Hey guys,
Good morning!
In this post I will talk about a subject that is nothing new in SQL Server, it has been present since SQL Server 2008, but I don't see many people using it in their queries, which is data grouping (summarization) using ROLLUP, CUBE and GROUPING SETS.
This type of resource is especially useful for generating totals and subtotals without having to create multiple subqueries, as it allows you to perform this task in a single command, as I will demonstrate below.

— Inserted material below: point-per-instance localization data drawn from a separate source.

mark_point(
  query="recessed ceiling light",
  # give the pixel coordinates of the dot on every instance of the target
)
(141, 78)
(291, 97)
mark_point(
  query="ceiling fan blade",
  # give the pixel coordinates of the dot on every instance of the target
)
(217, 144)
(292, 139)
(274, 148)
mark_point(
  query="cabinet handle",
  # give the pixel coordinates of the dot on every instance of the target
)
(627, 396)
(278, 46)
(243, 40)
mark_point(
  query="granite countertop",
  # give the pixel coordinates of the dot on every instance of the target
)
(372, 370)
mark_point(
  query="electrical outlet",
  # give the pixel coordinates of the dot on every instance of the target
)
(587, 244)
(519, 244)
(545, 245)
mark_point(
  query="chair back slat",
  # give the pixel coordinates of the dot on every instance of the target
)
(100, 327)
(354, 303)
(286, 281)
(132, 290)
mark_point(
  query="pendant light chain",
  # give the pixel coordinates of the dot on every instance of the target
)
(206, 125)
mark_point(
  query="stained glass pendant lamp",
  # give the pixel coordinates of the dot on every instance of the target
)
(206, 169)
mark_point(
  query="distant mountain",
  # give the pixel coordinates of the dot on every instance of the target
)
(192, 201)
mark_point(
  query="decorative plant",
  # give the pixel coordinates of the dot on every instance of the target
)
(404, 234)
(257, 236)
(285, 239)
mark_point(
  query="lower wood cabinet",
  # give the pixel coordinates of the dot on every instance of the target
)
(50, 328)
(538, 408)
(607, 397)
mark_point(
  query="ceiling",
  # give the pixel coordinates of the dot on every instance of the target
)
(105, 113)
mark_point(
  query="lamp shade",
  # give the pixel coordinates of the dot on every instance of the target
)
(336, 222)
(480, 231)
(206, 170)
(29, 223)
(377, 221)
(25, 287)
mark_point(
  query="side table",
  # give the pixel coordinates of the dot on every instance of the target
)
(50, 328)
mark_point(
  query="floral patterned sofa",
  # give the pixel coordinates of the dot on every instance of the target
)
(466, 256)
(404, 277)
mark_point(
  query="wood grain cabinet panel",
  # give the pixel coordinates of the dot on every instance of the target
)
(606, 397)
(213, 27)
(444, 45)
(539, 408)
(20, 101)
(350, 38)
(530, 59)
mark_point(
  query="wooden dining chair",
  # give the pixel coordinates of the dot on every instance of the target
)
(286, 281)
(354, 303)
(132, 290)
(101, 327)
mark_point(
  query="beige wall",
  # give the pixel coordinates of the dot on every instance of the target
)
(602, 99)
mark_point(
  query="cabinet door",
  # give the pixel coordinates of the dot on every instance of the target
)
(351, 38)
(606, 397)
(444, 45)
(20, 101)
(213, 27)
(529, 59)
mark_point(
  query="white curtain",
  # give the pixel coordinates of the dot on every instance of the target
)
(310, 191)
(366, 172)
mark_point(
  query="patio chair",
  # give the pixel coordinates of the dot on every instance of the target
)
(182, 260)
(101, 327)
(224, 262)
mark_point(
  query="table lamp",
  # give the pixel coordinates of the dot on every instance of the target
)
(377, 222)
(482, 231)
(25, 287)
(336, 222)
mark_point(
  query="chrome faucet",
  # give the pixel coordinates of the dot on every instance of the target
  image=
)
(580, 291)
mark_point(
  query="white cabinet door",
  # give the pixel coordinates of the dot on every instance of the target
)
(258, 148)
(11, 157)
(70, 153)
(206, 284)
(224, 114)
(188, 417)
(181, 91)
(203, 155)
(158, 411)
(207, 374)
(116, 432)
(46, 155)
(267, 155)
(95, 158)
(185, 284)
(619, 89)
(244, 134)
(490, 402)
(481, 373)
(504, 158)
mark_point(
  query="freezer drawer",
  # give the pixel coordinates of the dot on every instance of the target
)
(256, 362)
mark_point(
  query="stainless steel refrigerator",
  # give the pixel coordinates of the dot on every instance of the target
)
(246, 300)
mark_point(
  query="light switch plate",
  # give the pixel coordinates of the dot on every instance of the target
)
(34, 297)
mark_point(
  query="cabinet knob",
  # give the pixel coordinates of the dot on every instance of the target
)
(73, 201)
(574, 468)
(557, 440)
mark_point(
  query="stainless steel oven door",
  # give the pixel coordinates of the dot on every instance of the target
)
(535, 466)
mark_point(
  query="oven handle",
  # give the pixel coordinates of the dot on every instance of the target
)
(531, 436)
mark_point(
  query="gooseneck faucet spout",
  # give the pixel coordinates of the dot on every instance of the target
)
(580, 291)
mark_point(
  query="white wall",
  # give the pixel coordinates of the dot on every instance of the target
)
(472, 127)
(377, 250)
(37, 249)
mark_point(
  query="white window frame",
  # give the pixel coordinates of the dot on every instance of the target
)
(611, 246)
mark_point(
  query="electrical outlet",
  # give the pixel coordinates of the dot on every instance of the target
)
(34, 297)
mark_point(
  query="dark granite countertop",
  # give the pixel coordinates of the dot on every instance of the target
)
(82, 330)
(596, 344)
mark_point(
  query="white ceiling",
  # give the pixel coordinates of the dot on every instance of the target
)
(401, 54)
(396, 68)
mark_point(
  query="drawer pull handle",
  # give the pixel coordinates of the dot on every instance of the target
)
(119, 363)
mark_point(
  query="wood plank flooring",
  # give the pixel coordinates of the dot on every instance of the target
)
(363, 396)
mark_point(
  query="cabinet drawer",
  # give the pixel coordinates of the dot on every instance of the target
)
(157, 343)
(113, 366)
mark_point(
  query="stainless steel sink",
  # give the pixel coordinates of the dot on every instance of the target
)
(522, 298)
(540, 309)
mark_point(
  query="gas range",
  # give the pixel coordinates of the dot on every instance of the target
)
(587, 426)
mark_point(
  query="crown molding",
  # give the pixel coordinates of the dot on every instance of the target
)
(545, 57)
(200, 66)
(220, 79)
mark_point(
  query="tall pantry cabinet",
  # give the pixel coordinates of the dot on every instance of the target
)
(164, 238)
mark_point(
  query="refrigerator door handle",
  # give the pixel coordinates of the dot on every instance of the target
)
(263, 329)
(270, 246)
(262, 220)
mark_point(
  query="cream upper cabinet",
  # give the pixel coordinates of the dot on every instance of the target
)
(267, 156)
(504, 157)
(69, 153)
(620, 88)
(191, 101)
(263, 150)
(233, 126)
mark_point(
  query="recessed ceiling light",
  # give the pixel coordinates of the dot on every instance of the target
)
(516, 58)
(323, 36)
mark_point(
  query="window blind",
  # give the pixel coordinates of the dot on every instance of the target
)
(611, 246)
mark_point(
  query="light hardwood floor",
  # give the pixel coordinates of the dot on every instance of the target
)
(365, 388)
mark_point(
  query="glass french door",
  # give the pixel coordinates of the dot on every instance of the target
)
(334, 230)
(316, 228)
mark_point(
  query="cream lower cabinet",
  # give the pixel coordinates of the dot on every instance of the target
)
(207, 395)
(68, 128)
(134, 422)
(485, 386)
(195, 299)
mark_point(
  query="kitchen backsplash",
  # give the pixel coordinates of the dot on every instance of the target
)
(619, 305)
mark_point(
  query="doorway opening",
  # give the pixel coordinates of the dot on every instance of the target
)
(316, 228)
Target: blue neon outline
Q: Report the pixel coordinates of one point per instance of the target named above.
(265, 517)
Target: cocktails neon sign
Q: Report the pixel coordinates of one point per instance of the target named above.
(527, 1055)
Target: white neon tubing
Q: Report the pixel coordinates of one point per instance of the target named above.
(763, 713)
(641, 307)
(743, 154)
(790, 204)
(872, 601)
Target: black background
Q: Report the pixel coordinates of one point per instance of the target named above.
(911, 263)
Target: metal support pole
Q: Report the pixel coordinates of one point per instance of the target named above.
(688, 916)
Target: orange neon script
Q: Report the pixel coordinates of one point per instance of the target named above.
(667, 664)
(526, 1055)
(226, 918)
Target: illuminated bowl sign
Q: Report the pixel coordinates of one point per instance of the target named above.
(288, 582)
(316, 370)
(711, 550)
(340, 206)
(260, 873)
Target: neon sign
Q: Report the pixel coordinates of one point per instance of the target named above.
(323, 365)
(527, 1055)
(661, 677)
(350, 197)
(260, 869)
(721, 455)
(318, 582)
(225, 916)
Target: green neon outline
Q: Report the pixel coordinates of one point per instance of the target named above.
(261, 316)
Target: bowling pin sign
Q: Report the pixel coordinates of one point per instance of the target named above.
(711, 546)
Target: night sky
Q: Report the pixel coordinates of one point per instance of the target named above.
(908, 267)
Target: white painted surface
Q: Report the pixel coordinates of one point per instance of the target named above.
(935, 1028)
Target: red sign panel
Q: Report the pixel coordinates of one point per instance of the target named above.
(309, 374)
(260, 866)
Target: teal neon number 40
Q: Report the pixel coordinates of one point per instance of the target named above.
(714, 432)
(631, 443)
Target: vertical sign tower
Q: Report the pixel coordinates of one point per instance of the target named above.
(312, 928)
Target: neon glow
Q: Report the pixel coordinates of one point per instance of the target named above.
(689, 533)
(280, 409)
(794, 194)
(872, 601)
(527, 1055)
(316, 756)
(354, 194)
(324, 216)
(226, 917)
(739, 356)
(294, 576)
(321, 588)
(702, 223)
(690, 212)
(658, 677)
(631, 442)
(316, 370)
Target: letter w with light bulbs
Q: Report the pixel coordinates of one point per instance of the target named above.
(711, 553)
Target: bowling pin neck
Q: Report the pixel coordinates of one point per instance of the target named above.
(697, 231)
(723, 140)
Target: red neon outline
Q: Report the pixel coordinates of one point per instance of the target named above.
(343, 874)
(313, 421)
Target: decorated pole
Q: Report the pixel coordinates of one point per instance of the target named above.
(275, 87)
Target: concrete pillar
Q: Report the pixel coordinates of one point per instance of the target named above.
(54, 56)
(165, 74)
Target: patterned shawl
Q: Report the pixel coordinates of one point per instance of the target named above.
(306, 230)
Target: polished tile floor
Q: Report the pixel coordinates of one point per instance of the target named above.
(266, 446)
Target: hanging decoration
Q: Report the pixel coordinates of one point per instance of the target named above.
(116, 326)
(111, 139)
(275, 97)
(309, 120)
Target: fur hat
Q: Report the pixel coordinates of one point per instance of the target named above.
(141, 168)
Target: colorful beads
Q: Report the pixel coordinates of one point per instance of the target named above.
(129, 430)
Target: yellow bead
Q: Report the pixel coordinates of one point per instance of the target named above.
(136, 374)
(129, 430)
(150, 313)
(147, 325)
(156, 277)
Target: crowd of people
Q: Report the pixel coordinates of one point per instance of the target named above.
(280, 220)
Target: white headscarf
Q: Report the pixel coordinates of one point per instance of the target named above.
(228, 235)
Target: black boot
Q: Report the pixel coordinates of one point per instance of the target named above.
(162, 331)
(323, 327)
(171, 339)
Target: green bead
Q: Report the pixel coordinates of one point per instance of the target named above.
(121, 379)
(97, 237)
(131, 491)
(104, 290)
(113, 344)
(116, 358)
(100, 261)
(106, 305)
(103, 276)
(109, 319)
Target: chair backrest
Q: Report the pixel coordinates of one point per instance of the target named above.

To create an AutoSum feature in your dataset, just like Excel implements it, see more in the post SQL Server – How to create an AutoSum (same as Excel) using Window functions
Test Base
For the examples in this post, I will provide the base below so that we can create a testing and demonstration environment.
IF (OBJECT_ID('tempdb..#Produtos') IS NOT NULL) DROP TABLE #Produtos
CREATE TABLE #Produtos (
Codigo INT IDENTITY(1, 1) NOT NULL PRIMARY KEY,
Ds_Produto VARCHAR(50) NOT NULL,
Ds_Categoria VARCHAR(50) NOT NULL,
Preco NUMERIC(18, 2) NOT NULL
)
IF (OBJECT_ID('tempdb..#Vendas') IS NOT NULL) DROP TABLE #Vendas
CREATE TABLE #Vendas (
Codigo INT IDENTITY(1, 1) NOT NULL PRIMARY KEY,
Dt_Venda DATETIME NOT NULL,
Cd_Produto INT NOT NULL
)
INSERT INTO #Produtos ( Ds_Produto, Ds_Categoria, Preco )
VALUES
( 'Processador i7', 'Informática', 1500.00 ),
( 'Processador i5', 'Informática', 1000.00 ),
( 'Processador i3', 'Informática', 500.00 ),
( 'Placa de Vídeo Nvidia', 'Informática', 2000.00 ),
( 'Placa de Vídeo Radeon', 'Informática', 1500.00 ),
( 'Celular Apple', 'Celulares', 10000.00 ),
( 'Celular Samsung', 'Celulares', 2500.00 ),
( 'Celular Sony', 'Celulares', 4200.00 ),
( 'Celular LG', 'Celulares', 1000.00 ),
( 'Cama', 'Utilidades do Lar', 2000.00 ),
( 'Toalha', 'Utilidades do Lar', 40.00 ),
( 'Lençol', 'Utilidades do Lar', 60.00 ),
( 'Cadeira', 'Utilidades do Lar', 200.00 ),
( 'Mesa', 'Utilidades do Lar', 1000.00 ),
( 'Talheres', 'Utilidades do Lar', 50.00 )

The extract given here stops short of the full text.